Budget-Friendly Foods: 4 Must-Haves for the Pantry

by in Healthy Recipes, March 2, 2010

beans

The grocery bill probably seems like it goes up every week. Before you hit the store again, plan to make the most of the healthy ingredients you’ve got on hand. These four pantry staples are easy to use and super affordable (especially when you buy them in bulk).

Dried Beans
Dried beans are more affordable than canned ones, and they’ll keep in the pantry for years. Cooking dried beans does require a little extra planning — so check the package directions and set aside some time. Use them to add protein and iron to salads, salads, tacos or rice and beans.
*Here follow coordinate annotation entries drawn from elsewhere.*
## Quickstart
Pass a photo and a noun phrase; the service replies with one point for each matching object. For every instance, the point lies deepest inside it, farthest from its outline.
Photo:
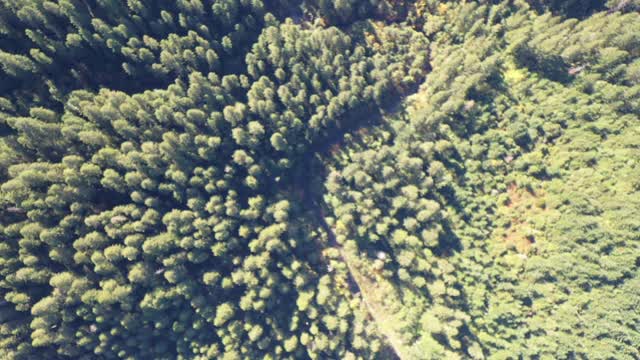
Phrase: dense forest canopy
(314, 179)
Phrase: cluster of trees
(515, 100)
(146, 198)
(165, 189)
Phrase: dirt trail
(361, 286)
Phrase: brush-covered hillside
(315, 179)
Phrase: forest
(316, 179)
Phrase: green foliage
(235, 179)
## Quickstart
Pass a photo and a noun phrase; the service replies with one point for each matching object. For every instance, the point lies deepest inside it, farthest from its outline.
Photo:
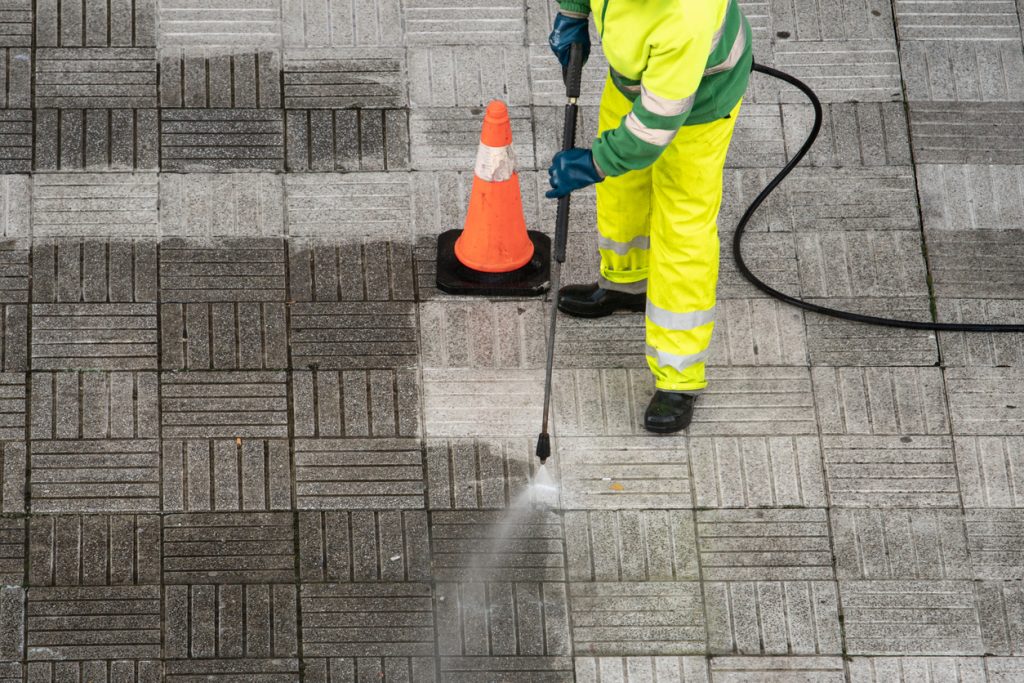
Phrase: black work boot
(669, 412)
(594, 301)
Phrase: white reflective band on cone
(495, 164)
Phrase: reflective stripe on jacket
(680, 61)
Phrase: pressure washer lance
(572, 77)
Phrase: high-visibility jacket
(680, 61)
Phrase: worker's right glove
(569, 31)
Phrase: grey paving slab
(223, 404)
(891, 471)
(989, 471)
(242, 269)
(94, 205)
(348, 139)
(910, 617)
(217, 80)
(200, 475)
(631, 545)
(230, 621)
(76, 623)
(355, 403)
(94, 550)
(358, 474)
(636, 619)
(899, 544)
(614, 473)
(757, 472)
(12, 550)
(481, 473)
(94, 23)
(483, 546)
(335, 617)
(364, 546)
(348, 206)
(320, 24)
(221, 139)
(228, 548)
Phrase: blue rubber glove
(571, 170)
(568, 31)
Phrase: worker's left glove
(571, 170)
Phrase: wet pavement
(244, 438)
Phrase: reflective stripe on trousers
(657, 230)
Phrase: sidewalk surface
(243, 438)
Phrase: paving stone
(989, 469)
(361, 270)
(484, 627)
(995, 542)
(635, 619)
(336, 616)
(94, 550)
(341, 24)
(230, 621)
(201, 475)
(272, 671)
(967, 133)
(223, 404)
(764, 545)
(631, 545)
(12, 550)
(198, 79)
(94, 205)
(772, 617)
(641, 670)
(358, 474)
(491, 546)
(223, 336)
(899, 544)
(364, 546)
(467, 76)
(910, 617)
(482, 473)
(905, 670)
(777, 669)
(639, 472)
(243, 269)
(95, 77)
(221, 139)
(985, 401)
(230, 26)
(15, 143)
(94, 23)
(92, 271)
(347, 206)
(93, 336)
(455, 23)
(355, 403)
(881, 400)
(448, 138)
(71, 623)
(228, 548)
(891, 471)
(757, 471)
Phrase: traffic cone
(494, 254)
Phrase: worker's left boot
(669, 412)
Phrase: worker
(678, 73)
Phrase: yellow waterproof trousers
(658, 233)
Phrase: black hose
(806, 305)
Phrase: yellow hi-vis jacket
(680, 61)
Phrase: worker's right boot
(595, 301)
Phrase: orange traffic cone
(494, 254)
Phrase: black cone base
(531, 280)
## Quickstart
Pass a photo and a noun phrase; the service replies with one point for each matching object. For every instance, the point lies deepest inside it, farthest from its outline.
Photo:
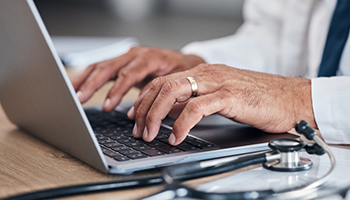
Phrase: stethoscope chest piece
(289, 159)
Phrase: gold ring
(194, 86)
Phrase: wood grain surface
(28, 164)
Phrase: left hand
(269, 102)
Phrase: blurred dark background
(162, 23)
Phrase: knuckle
(138, 114)
(157, 82)
(135, 49)
(123, 73)
(150, 119)
(196, 106)
(102, 67)
(171, 86)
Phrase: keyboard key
(164, 130)
(137, 156)
(134, 144)
(121, 158)
(129, 152)
(106, 141)
(169, 149)
(187, 147)
(142, 147)
(153, 152)
(156, 143)
(121, 148)
(115, 144)
(110, 153)
(120, 137)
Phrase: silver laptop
(36, 94)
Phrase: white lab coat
(287, 37)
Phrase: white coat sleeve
(331, 104)
(254, 46)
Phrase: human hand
(269, 102)
(136, 67)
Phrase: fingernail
(79, 93)
(172, 139)
(134, 131)
(131, 113)
(145, 133)
(107, 102)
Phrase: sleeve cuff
(330, 99)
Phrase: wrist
(303, 101)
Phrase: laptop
(36, 95)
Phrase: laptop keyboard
(113, 131)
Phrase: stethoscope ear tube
(195, 170)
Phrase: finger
(194, 111)
(143, 103)
(171, 92)
(177, 109)
(98, 74)
(136, 71)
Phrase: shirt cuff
(330, 99)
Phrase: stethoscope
(283, 156)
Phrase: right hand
(135, 68)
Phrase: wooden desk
(28, 164)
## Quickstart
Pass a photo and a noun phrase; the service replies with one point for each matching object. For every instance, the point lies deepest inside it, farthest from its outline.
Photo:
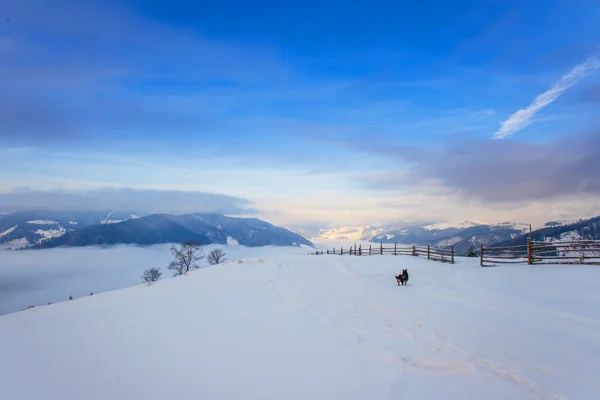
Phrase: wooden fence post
(481, 254)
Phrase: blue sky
(307, 112)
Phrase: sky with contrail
(522, 118)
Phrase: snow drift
(317, 327)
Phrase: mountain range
(461, 235)
(53, 229)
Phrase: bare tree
(186, 256)
(217, 256)
(151, 274)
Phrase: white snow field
(37, 277)
(317, 327)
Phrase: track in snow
(318, 327)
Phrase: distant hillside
(588, 229)
(25, 228)
(166, 228)
(464, 236)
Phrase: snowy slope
(308, 327)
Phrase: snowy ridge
(50, 233)
(43, 222)
(8, 231)
(232, 242)
(449, 242)
(331, 328)
(458, 225)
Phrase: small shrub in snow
(471, 252)
(151, 275)
(217, 256)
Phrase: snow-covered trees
(217, 256)
(186, 257)
(151, 274)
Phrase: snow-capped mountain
(166, 228)
(444, 234)
(588, 229)
(26, 228)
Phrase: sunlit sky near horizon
(303, 112)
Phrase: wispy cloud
(523, 117)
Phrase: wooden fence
(432, 253)
(568, 252)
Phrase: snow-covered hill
(308, 327)
(26, 228)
Here’s more on why we think beans are a legume to love.
RECIPE: Black Bean Salad

Pasta
There’s no better way to feed a crowd than pasta. Versatile and easy to prepare, this Rachael Ray recipe has a nutrient-packed, bonus pantry ingredient — canned pumpkin! Whole-grain pasta is a little more expensive, but since the extra fiber fills you up, you’ll eat less. Before you shop, check out our recent whole-grain pasta taste test results.
RECIPE: Penne-Wise Pumpkin Pasta

Corn Flakes
They’re not just for breakfast! Whole-grain corn flakes (yes, corn is actually a whole grain) can make a crunchy coating for chicken, fish and veggies — a better solution to all the fat of frying. Keep them on hand to jazz up your favorite dishes.
RECIPE: Crispy Chicken Fingers

Tuna
Canned tuna is one of the most affordable ways to get omega-3 fats from seafood. Whip up a lighter tuna salad sandwich or add some tuna to pasta for a five-ingredient fix or the retro classic, tuna casserole.
RECIPE:
Homestyle Tuna Casserole

TELL US: What are your budget-friendly pantry staples?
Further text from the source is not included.